Welcome, your little Nixie is a beautiful Red girl, I too am a fan of the Reds, even though I no longer have one.

Enjoy the forum, looking forward to seeing more pictures of Nixie, good luck with the Field Work Training.


----------



## DNL2448 (Feb 13, 2009)

Oh, I forgot to mention, Nixie is a sister to our member Goldensrbest's girl Cambridge.


----------



## Radarsdad (Apr 18, 2011)

I love redheads. Awesome looking pup.


----------



## Maxs Mom (Mar 22, 2008)

Welcome!!! I love red heads too but my newest addition is a blonde. Still have the pedigree I wanted though. LOL

I also am a lab person, I have two of each. Hubby runs his lab (or I should say will run once she learns to quiet down) and I run my pup in hunt tests. Our other two were too old when we tried to start them out. Belle our 8 year old lab tried to eat the birds, and Teddi our coming 5 golden, won't put a dead thing in her mouth.... GROSS!!!!!! Too bad she is a marking fool.


----------



## canine_mommy (Dec 27, 2010)

awww... A Red baby!!! Pretty girl


----------



## goldensrbest (Dec 20, 2007)

Hey, GREAT TO SEE, NIXIE, CAMBRIDGE IS A SISTER.


----------



## TrailDogs (Aug 15, 2011)

Thanks everyone.
Goldensrbest, I hope you are enjoying your girl Cambridge, these are nice pups.


----------



## Radarsdad (Apr 18, 2011)

Maxs Mom said:


> Welcome!!! I love red heads too but my newest addition is a blonde. Still have the pedigree I wanted though. LOL
> 
> I also am a lab person, I have two of each. Hubby runs his lab (or I should say will run once she learns to quiet down) and I run my pup in hunt tests. Our other two were too old when we tried to start them out. Belle our 8 year old lab tried to eat the birds, and Teddi our coming 5 golden, won't put a dead thing in her mouth.... GROSS!!!!!! Too bad she is a marking fool.

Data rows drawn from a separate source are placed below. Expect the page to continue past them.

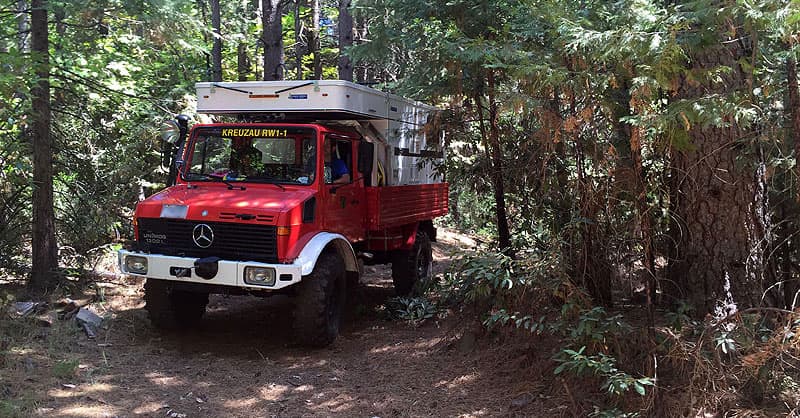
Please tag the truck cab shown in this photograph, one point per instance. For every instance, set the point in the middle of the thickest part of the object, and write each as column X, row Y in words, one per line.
column 294, row 207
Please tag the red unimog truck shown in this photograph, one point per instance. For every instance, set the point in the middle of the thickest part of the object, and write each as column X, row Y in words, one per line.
column 305, row 183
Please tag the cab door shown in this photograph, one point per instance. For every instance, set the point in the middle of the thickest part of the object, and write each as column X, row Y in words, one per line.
column 344, row 202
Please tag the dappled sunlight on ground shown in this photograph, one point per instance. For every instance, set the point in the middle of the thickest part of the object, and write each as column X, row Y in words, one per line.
column 241, row 363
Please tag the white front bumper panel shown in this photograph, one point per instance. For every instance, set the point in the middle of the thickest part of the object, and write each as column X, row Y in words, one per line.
column 229, row 273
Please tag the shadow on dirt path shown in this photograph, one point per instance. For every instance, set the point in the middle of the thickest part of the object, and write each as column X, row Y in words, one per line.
column 240, row 363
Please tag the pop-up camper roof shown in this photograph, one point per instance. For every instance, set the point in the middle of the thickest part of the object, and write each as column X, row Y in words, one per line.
column 320, row 99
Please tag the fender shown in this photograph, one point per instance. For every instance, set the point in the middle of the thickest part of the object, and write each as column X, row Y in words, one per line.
column 310, row 253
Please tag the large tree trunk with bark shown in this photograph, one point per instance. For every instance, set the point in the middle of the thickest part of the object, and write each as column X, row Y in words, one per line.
column 216, row 49
column 345, row 40
column 272, row 39
column 791, row 285
column 45, row 250
column 720, row 202
column 503, row 234
column 314, row 41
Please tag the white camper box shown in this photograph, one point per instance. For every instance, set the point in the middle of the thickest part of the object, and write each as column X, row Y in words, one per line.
column 396, row 125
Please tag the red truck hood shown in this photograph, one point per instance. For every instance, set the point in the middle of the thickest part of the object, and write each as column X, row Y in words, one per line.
column 219, row 203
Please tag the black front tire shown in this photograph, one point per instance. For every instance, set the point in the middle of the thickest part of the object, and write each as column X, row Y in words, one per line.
column 320, row 302
column 412, row 268
column 171, row 309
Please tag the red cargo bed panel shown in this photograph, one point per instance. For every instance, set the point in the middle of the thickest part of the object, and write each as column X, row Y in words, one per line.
column 400, row 205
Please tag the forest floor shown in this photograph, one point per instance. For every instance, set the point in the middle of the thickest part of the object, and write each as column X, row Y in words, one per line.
column 241, row 362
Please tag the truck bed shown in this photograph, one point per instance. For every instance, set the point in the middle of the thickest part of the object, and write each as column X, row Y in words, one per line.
column 392, row 206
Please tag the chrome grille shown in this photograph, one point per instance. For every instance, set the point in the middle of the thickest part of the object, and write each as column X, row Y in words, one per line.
column 232, row 241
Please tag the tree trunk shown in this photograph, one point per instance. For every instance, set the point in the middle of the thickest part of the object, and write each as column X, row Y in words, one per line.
column 720, row 201
column 314, row 41
column 790, row 284
column 242, row 62
column 45, row 250
column 22, row 26
column 503, row 234
column 298, row 41
column 272, row 39
column 216, row 49
column 345, row 40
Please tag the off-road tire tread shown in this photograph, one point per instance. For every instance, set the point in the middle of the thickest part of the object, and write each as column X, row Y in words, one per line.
column 170, row 309
column 404, row 265
column 311, row 326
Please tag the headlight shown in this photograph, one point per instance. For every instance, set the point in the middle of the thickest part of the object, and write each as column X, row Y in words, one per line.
column 136, row 265
column 261, row 276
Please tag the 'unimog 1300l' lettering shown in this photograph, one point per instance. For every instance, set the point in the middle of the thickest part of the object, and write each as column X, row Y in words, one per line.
column 310, row 181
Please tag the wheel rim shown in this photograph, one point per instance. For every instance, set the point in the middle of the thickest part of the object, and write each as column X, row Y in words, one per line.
column 423, row 263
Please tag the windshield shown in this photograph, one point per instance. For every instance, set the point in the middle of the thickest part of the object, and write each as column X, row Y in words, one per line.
column 274, row 154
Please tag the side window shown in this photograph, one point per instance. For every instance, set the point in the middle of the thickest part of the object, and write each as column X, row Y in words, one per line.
column 338, row 160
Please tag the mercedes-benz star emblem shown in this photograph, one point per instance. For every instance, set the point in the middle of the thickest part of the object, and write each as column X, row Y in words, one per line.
column 203, row 235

Shoot flyers and fresh dead birds and see if you can put him in a bird pen or a wing clipped pidgeon he has to chase.


----------



## hotel4dogs (Sep 29, 2008)

<hanging head in shame>
Sorry, I can't believe I missed this thread! Hi and welcome! I hope you will join us in the weekly training threads and let us know what you're working on with Nixie, and how you are progressing!
Thanks for the photos, what a lovely red girl.


----------



## Jige (Mar 17, 2011)

Hi and welcome!! Nixie is beautiful! Like everyone else said lots of great folks would good advice that train for hunt on this forum.


----------



## GoldenSail (Dec 30, 2008)

I agree with hotel4dogs I hope you join our training thread. Looks like you've had a few MH too so I hope you even might be of some help to a novice field trainers! Welcome!


----------